Bemerkenswert an diesem „nicht immer ganz verläßlichen“ Erinnerungsvermögen ist auch, dass es im richtigen Augenblick voll da ist. Auf die Frage, wie es denn möglich sein konnte, dass nicht nur der NSA „Freunde“ abhört, sondern der BND genau dasselbe auch täte, setzte schlagartig Merkels Erinnerungsvermögen ein: Es habe sich dabei um „technische und organisatorische Defizite“ gehandelt. In dieser Frage ist die Bundeskanzlerin bestens informiert und ganz offensichtlich in der Lage, dafür „fachlichen Rat“ einzuholen. Um dieser haarsträubenden Erklärung auf den Grund zu gehen, muss man zeitlich nicht weit zurückgehen, aber sich den Luxus leisten, in Kontexten zu denken.

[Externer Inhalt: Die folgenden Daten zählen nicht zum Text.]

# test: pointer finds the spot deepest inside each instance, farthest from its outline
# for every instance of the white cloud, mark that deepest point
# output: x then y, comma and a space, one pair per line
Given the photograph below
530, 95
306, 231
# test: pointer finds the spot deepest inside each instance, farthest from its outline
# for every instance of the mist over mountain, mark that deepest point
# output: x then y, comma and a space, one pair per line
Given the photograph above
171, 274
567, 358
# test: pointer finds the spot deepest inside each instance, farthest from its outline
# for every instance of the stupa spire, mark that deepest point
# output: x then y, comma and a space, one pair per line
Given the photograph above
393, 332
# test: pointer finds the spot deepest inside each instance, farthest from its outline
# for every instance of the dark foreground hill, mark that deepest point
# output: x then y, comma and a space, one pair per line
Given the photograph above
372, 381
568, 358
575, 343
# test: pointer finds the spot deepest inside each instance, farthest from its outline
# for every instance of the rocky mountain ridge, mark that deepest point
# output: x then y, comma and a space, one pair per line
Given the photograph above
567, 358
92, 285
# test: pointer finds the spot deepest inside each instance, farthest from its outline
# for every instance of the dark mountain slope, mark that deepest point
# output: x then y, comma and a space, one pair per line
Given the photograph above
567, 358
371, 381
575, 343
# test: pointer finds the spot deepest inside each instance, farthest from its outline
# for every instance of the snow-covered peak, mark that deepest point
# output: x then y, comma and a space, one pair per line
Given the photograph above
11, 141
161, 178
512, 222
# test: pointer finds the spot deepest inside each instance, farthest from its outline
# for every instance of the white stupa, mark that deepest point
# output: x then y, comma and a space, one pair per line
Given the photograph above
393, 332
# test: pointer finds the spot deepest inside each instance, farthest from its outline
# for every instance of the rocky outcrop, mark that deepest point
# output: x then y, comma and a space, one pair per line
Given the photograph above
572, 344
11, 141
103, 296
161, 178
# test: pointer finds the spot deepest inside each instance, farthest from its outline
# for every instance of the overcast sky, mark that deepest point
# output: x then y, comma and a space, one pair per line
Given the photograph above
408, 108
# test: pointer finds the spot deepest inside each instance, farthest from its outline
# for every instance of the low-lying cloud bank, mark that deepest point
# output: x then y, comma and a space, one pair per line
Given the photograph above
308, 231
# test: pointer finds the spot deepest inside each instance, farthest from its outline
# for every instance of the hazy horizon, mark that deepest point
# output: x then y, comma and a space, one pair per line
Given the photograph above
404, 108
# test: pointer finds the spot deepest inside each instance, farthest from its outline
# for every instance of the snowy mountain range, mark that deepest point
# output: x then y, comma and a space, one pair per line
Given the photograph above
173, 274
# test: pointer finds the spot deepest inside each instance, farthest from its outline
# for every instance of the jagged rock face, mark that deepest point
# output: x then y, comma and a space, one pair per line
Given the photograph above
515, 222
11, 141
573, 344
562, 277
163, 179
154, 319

Im Tal der organisierten Ahnungslosigkeit

Klaus-Dieter Fritsche wurde 2013 aufgrund seiner Verdienste bei der Pannenserie im NSU-Skandal von Angela Merkel persönlich zum Staatssekretär für die Belange der Nachrichtendienste im Bundeskanzleramt befördert. Von 1996 – 2005 war Frische Vizepräsident des Inlandsgeheimdienstes namens „Verfassungsschutz“. Von Dezember 2005 bis Dezember 2009 arbeitete Fritsche als Geheimdienstkoordinator im Bundeskanzleramt. Er hatte also leitende Funktionen inne, als das Totalversagen seinen Lauf nahm.

Lassen wir einmal beiseite, woran Klaus-Dieter Fritsche als Weisungsbefugter beteiligt war und wofür er Garant ist. Unstrittig wurde er jedoch ins Kanzleramt befördert, um genau dieses „Behördenwirrwarr“ zu unterbinden. Ist es also auch nur im Promillebereich glaubhaft, dass sich auf noch größerer (internationaler) Ebene ein „Behördenwirrwarr“ abgespielt haben soll, in dem der Geheimdienst BND all seine Vorgesetzten ausschaltet(e)?

Aber vielleicht wurde Klaus-Dieter Fritsche wegen etwas ganz anderem ins Kanzleramt katapultiert. Als sich die „Pannen“ im NSU-Skandal zu Bergen auftürmten, im Bundesamt für Verfassungsschutz/BfV die Akten von Neonazis als geführte V-Leute vernichtet wurden, die im Nahbereich des NSU operierten, trat der ehemalige Vizepräsident des BfV am 18.12.2012 mit folgender Erklärung vor den PUA in Berlin:

»Es dürfen keine Staatsgeheimnisse bekannt werden, die ein Regierungshandeln unterminieren. Es darf auch nicht so weit kommen, dass jeder Verfassungsfeind und Straftäter am Ende genau weiß, wie Sicherheitsbehörden operativ arbeiten und welche V-Leute und verdeckten Ermittler im Auftrag des Staates eingesetzt sind. Es gilt der Grundsatz ›Kenntnis nur wenn nötig‹. Das gilt sogar innerhalb der Exekutive. Wenn die Bundesregierung oder eine Landesregierung daher in den von mir genannten Fallkonstellationen entscheidet, dass eine Unterlage nicht oder nur geschwärzt diesem Ausschuss vorgelegt werden kann, dann ist das kein Mangel an Kooperation, sondern entspricht den Vorgaben unserer Verfassung. Das muss in unser aller Interesse sein.«

Kenntnis nur wenn nötig. Und Wissen nach Bedarf. Eine Master-Matrix im Umgang mit ähnlich gelagerten „Fällen“.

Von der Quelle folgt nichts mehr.